The past decade has seen an explosion in the concern for the security of information. This course introduces students to the basic principles and practices of computer and information security.  Focus will be on the software, operating system and network security techniques with detailed analysis of real-world examples. Topics include cryptography, authentication, software and operating system security (e.g., buffer overflow), Internet vulnerability (DoS attacks, viruses/worms, etc.), intrusion detection systems, firewalls, VPN, Web and wireless security.  This course can help satisfy the project course requirement for undergraduates and satisfy the breadth requirement in computer systems for system Ph.D. students.

Course Prerequisites

  • Required: EECS 213 or (ECE 205 and 231) or any equivalent operating systems introductory courses or instructor approval
  • Highly recommended: EECS 340 or equivalent networking introductory course

Course Materials

Grading

  • Participation 10%
  • Homework 10%
  • Projects 40%
  • Mid-term Exam 20%
  • Final Exam 20%

Course Goal

1.      Understand the fundamental principles and underlying technologies of information security and assurance;

2.      Illustrate the security principles with the state-of-the-art security technologies and products through case studies.

Course Objective

  • Understand the basic principles for information and communication security, and be able to apply these principles to evaluate and criticize information system security properties
  • Be able to use some important and popular security tools, like encryption, digital signatures, firewalls, intrusion detection systems (IDS)
  • Be able to identify the vulnerability of the Internet systems and recognize the mechanisms of the attacks, and apply them to design and evaluate counter-measure tools

Course Topics (tentative)

  1. Motivation and overview of computer security
    1. Security definition, policy, mechanisms, services and models
  2. Introduction to cryptography, symmetric/asymmetric encryption
    1. Secret key case study: DES/AES algorithms
    2. Public key case study: RSA
    3. One-way hash function and message digests: MD5, SHA2
  3. Software security
    1. Buffer overflow, heap overflow and string format bugs
    2. Detection techniques: static program analysis vs. run-time detection
  4. Operating system security techniques
    1. Dealing with bad (legacy) codes: sandboxing
    2. Multi-level security, file system security
  5. Authentication, access control, public key infrastructure (PKI, briefly)
    1. Case study: Kerberos
  6. Internet vulnerability
    1. Denial-of-service attacks
    2. viruses, worms, Trojan horses
  7. Securing the Internet
    1. Intrusion detection systems (IDSs): host- vs. network- based, signature vs. statistical detection
    2. Case study: Snort and Bro
    3. Firewalls, VPN and IPsec
  8. Web and wireless network security
    1. Case study: SSL/TLS

Projects

1)      Using cryptographic software (like PGP) for secure data transfer and authentication

2)      Using and configuring a signature-based intrusion detection system (like snort), and implementing a tiny statistics-based IDS system to detect denial-of-service attacks and port scans with real router traffic (code templates and algorithms will be provided);

3)      Exploit of buffer overflow bugs and format string bugs which count for most notorious viruses/worms.

Communication

  • Course web site: http://www.cs.northwestern.edu/~ychen/classes/cs350-w07/. Check it out regularly for schedule changes, clarifications and corrections to assignments, and other course-related announcements.
  • Email list and newsgroup (cs.compsec) is available for announcement, and posting questions and answers.

Policies

  • Late policy:
    Unless otherwise indicated, homeworks and projects are due 11:59pm on their due date.
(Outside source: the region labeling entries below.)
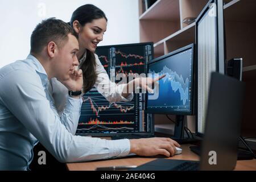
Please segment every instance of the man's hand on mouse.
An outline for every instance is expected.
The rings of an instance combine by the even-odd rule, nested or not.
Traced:
[[[141,156],[164,155],[167,157],[174,156],[175,147],[180,147],[176,141],[169,138],[151,138],[130,139],[130,153]]]

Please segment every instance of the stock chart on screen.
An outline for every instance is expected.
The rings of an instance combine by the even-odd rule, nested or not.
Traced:
[[[167,56],[148,65],[153,77],[165,75],[159,80],[157,99],[147,101],[147,110],[180,114],[191,111],[192,79],[192,49]],[[150,97],[148,94],[148,98]]]
[[[118,74],[146,73],[152,59],[152,43],[102,46],[96,53],[113,82]],[[125,80],[128,81],[127,80]],[[77,134],[98,135],[152,131],[151,115],[146,114],[145,94],[136,93],[130,102],[110,102],[95,88],[84,95]]]

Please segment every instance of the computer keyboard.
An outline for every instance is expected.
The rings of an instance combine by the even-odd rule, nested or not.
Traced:
[[[199,163],[198,162],[184,162],[175,168],[172,171],[197,171],[199,169]]]

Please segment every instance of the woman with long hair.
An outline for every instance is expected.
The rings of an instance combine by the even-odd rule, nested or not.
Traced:
[[[118,85],[110,81],[98,56],[94,53],[97,44],[103,40],[107,22],[108,19],[105,13],[92,5],[79,7],[72,15],[69,24],[76,34],[79,41],[79,51],[77,57],[80,63],[79,68],[82,69],[83,73],[83,93],[94,86],[109,101],[118,102],[129,101],[133,99],[133,92],[129,93],[127,91],[131,88],[134,88],[134,85],[139,85],[150,92],[152,91],[148,84],[152,85],[162,77],[158,79],[136,78],[127,84]],[[61,113],[67,102],[68,90],[56,78],[51,80],[49,90],[55,100],[55,106],[58,111]],[[74,121],[65,123],[67,130],[73,135],[77,125],[78,123]],[[90,140],[90,138],[88,139]],[[88,142],[88,145],[91,146],[86,154],[89,160],[113,156],[125,156],[129,153],[143,156],[162,154],[169,156],[174,155],[176,150],[175,146],[180,146],[175,141],[164,138],[122,139],[108,142],[100,139],[91,139],[92,141]]]

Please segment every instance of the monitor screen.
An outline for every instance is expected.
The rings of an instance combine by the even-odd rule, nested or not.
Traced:
[[[148,73],[152,77],[166,76],[158,81],[159,89],[148,94],[148,113],[192,114],[193,60],[191,44],[150,61]]]
[[[196,22],[197,114],[196,134],[204,133],[212,72],[224,73],[223,2],[211,0]]]
[[[98,47],[96,53],[112,82],[117,74],[146,73],[153,53],[152,43]],[[134,94],[130,102],[110,102],[96,88],[84,95],[76,134],[113,136],[154,134],[154,121],[145,111],[145,94]]]

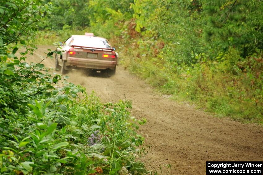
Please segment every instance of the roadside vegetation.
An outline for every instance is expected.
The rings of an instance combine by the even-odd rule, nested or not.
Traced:
[[[103,104],[67,77],[50,74],[41,62],[58,52],[27,61],[53,5],[0,1],[0,174],[146,173],[136,160],[144,138],[136,132],[145,121],[131,117],[130,102]]]
[[[93,32],[109,38],[123,66],[164,94],[262,123],[262,1],[51,1],[56,12],[39,44]]]

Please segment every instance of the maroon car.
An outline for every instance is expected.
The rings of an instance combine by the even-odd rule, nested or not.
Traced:
[[[115,74],[118,53],[106,39],[86,33],[72,35],[57,49],[55,68],[65,74],[72,69],[84,68]]]

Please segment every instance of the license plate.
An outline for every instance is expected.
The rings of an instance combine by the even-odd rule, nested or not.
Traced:
[[[97,58],[98,56],[97,53],[88,53],[87,56],[87,58]]]

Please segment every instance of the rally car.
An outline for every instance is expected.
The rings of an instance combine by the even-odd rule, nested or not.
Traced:
[[[115,74],[118,53],[105,38],[93,33],[72,35],[57,48],[55,67],[65,74],[72,69],[85,69]]]

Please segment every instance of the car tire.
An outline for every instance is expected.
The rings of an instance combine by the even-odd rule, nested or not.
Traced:
[[[66,61],[62,60],[62,65],[61,66],[61,74],[64,75],[67,73],[68,71],[65,69]]]
[[[56,54],[55,60],[55,69],[56,71],[59,71],[61,69],[61,66],[58,64],[58,55]]]

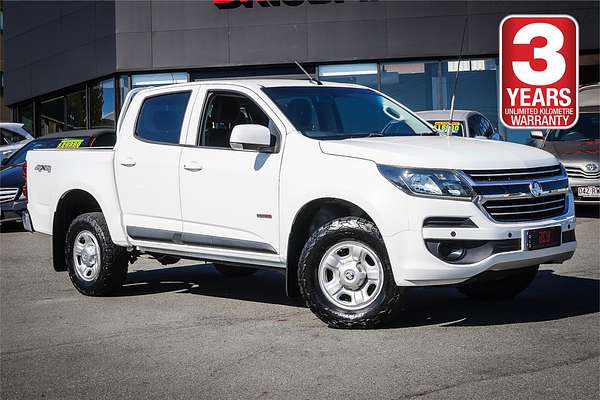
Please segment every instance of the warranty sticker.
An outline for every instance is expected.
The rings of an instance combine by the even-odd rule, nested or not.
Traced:
[[[500,120],[508,128],[577,122],[579,27],[568,15],[511,15],[500,24]]]

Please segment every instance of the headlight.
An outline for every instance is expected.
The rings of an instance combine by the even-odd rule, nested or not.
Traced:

If you hand in an assignment late, we will take off 10% for each day (or portion thereof) it is late.
  • Cheating:
    It's OK to ask someone about the concepts, algorithms, or approaches needed to do the project assignments, I encourage you to do so; both giving and taking advice will help you to learn. However, what you turn in must be your own, or for projects, your group's own work; copying other people's code, solution sets, or from any other sources is strictly prohibited. We will punish transgressors severely.